Pois é sobre filhos que vamos tratar esta semana. Meus improváveis leitores devem ter percebido que desde o nascimento de Antônio, O Primeiro de Seu Nome, há quase três anos, passamos a ver tudo com outros olhos. Quando nos tornamos pais, queremos que nossos herdeiros possam crescer com saúde, educação, sendo amados, valorizando e respeitando as diferenças, que aprendam a ter empatia, para que se tornem seres humanos muito melhores que seus pais, avós, tios e tias.

É o que tentaremos fazer no futuro quando Antônio tiver idade para conversarmos sobre coisas sérias. É o que tento fazer, hoje, por meio da coluna, quando sinto que tenho algo importante a dizer a ele, mas, por conta da sua idade, não teria sequer como começar. Quem sabe, no futuro, ele dedique alguns minutos ao trabalho do pai e possa tirar algo de bom para a pessoa que vier a ser. E descubra o quanto sua existência mudou tudo na minha vida e na vida d’A Leitora Mais Crítica da Coluna.
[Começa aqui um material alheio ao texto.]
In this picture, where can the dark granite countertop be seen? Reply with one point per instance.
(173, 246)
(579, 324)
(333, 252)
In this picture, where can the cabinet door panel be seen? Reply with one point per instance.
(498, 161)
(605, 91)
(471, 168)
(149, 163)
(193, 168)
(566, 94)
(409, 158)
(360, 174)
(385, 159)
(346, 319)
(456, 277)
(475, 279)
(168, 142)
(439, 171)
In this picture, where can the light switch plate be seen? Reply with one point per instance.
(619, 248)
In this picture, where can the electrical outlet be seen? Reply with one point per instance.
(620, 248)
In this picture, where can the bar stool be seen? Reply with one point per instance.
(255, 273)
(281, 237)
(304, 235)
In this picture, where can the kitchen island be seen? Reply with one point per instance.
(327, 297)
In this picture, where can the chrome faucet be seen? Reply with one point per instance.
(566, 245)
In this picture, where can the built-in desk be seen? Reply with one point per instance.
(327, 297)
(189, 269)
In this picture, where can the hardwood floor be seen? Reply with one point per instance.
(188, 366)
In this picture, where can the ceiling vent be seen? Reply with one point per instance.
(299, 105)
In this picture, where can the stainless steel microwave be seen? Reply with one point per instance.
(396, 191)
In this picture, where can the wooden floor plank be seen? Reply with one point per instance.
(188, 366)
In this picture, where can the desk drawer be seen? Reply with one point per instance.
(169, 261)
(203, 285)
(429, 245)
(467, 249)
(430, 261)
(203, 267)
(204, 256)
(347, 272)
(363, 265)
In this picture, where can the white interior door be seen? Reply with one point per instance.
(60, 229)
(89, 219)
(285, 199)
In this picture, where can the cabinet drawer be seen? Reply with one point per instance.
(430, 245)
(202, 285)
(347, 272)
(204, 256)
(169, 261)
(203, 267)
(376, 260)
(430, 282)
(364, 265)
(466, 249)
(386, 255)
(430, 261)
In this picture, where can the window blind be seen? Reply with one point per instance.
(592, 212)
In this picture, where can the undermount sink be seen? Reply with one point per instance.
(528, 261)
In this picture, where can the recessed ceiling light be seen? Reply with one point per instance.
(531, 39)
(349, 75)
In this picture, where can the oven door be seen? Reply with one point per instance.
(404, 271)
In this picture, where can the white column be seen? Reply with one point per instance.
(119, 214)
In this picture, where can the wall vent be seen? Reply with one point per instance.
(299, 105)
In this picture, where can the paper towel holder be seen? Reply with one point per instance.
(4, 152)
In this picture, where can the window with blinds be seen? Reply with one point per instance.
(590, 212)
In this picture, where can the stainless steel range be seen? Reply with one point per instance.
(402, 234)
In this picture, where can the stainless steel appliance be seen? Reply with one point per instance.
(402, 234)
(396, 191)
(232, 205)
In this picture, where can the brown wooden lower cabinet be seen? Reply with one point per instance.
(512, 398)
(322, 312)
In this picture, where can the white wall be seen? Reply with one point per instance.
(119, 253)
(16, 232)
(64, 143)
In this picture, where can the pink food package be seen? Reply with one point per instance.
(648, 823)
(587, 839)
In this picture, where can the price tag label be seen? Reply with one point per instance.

No meio desse “tudo”, duas coisas mudaram radicalmente e estão interligadas de forma irreversível: o medo e a forma de encarar a morte. Porque todo medo que eu tinha anteriormente, fosse de morrer, de altura, ser assaltado, preso e condenado, ficar sem a mulher que amo, nenhum deles se compara ao medo de perder meu filho. É algo superado apenas pelo amor que sinto por ele. Hoje eu continuo tendo medo de altura, de morrer, de perder A Leitora Mais Crítica da Coluna, mas a ideia de que posso perder Antônio, não importa a maneira, causa uma espécie de pânico impossível de descrever. E que só aumenta com o tempo: quando o vejo dormindo; quando ele corre para nossa cama, de manhã, falando “é dia!”; quando fala sem parar e entendo quase nada; quando me abraça ao carregá-lo no colo; quando pede para ser carregado de cabeça para baixo na hora de tomar banho; quando ele falou pela primeira vez, semana passada, “você é meu amigo”.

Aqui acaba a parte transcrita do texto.